When all the IM residents know how to do it, and the psychiatry resident doesn't know, the senior resident will just make the ones that know how to do it do it.

Normally, for the IM residents, if they are behind, they get their ass kicked. The senior residents will make them learn things they are behind on, or they will get kicked out if the program has some self-respect. The psychiatry residents are an exception because the senior IM residents will go figure it's not their field, so let them pass even if they are not up to par.

While IMHO the above phenomenon is not a good thing, I know plenty of lazier psychiatry residents that embraced not having to do as much.

And these same psychiatry residents were the same ones months and years down the road beeping me, while they were in the ER, not knowing what to do with a patient that was medically cleared but they doubted the validity of the clearance. The better trained psychiatry residents would've been able to handle it on their own.

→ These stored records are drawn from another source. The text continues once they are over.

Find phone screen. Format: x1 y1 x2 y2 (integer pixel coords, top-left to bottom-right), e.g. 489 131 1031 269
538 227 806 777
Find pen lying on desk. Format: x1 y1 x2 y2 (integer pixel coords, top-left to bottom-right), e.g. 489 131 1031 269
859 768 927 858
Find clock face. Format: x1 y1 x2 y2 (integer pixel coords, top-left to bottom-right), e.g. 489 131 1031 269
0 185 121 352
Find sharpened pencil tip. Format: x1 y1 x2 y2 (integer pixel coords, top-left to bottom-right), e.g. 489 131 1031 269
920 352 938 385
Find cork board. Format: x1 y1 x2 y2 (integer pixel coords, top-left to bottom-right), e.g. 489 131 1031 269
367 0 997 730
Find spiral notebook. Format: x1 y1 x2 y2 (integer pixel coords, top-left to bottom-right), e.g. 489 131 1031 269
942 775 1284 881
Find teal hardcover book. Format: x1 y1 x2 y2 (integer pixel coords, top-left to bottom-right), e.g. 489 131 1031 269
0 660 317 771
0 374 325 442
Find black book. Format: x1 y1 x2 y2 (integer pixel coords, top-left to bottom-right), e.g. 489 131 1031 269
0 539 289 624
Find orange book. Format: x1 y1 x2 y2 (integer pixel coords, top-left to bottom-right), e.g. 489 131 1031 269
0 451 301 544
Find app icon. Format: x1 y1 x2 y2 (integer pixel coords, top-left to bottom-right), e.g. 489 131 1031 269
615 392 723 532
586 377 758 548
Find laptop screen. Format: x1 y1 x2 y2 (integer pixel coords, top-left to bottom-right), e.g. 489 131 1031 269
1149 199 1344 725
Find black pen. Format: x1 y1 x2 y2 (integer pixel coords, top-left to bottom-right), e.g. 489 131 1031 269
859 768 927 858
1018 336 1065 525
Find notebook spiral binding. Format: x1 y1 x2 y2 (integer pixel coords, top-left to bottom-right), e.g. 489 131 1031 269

While I was a chief resident, as much as I would've liked to kick the butts of these lazier residents, the attendings were far worse. Some of the attendings didn't know that a BP of 129/86 was not hypertension. So I was trapped in a situation where I felt doing so would've been just too much of an ironic hypocrisy. Besides the program I was in didn't want to be getting on the backs of the lazier residents. That was a good thing if you actually wanted to learn on your own because you could do so at a more relaxed pace without someone making you do it, but if you blew, you could get away with it.
 
Programs differ. Some treat all interns the same. Some give psych interns less work or less challenging work. And some, at least according to the above post about ER schedules, over-work them.

Should you make a decision based on these realities? I don't know. I have a bias in favor of training that builds up the resident's sense of responsibility, but I'm not sure how that is optimally done.

Oh, and, yes, there is ongoing negotiating with the other departments about what the psych resident should do on these non-psych rotations.
 
All-in-all, the quality of the nonpsychiatric training should be a lower priority. Besides, you'll probably not even know what the quality is from the programs you're applying.

Most applicants don't even really know the quality of the actual psychiatry program and rely on factors such as the namebrand or proximity to where they want to live.

Not that medical training isn't important. It is. Just that there's plenty of other factors you have to use.